Debian Nspawn Container On Arch For Testing Apache Configurations

Begin by exporting the environmental variable for your squid cacheing proxy. If you're deboostrapping Debian file systems, the best way to speed this up is with squid.

The ArchWiki page for nspawn containers has a Debian/Ubuntu subsection Obviously you're going to want to install debootstrap and debian-archive-keyring.

# to create a Stretch Container
cd /var/lib/machines 
mkdir <container name> 
deboostrap stretch <container name>

After some experimentation, perhaps this is the best time to write the intended hostname into the container, and write any apt-cacher or apt-cacher-ng proxies into /etc/apt/apt.conf on the container.

cp apt.conf /etc/apt/apt.conf 
echo "<hostname>" > /var/lib/machines/<container name>/etc/hostname

And then start the container, and set the root password.

# boot in interactive mode
systemd-nspawn -D <container name>
# set the passwd and logout
password 
logout 

Now we can boot the container in non-interactive mode, either from the command line or using nspawn files. In either case double check that the your bind mounts have the correct permissions from inside the container.

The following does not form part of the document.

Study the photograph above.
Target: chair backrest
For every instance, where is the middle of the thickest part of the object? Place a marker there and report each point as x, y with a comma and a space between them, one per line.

# for instance attached to a bridge interface br0 
systemd-nspawn -b -D <container name> --network-bridge=br0
# or if you've set up a package cache 
systemd-nspawn -b -D <container name> --network-bridge=br0 --bind=/var/cache/apt/archives

Alternately, if you use an nspawn file, then you can use a command similar to the following to start it, you'll first need to boot the container from the command line and install dbus, because machinectl shell and machinectl login won't work without dbus. In this case use the following sequence of commands.

# start the container and login as root
systemd-nspawn -b -D <container name> --network-bridge=br0 
# bring up networking so you can install dbus
systemctl enable/start systemd-networkd
# this is also a good time to install and configure locale
apt install dbus locales 
# to configure locale 
dpkg-reconfigure locales 
poweroff

After this you can start the container with systemd, when using an nspawn file.

systemctl start systemd-nspawn@<container name>
# /etc/systemd/nspawn/<container name>.spawn 
[Files] 
# Bind=/var/cache/apt/archives 

[Network] 
bridge=br0 

You can use tasksel to install a web-server.

# apache2 will immediately be listening on port 80
tasksel install web-server
# enable mod ssl
a2enmod ssl ; systemctl restart apache2
# enable the default ssl test page 
a2ensite default-ssl.conf ; systemctl reload apache2

You'll be up and running with the default self-signed certs.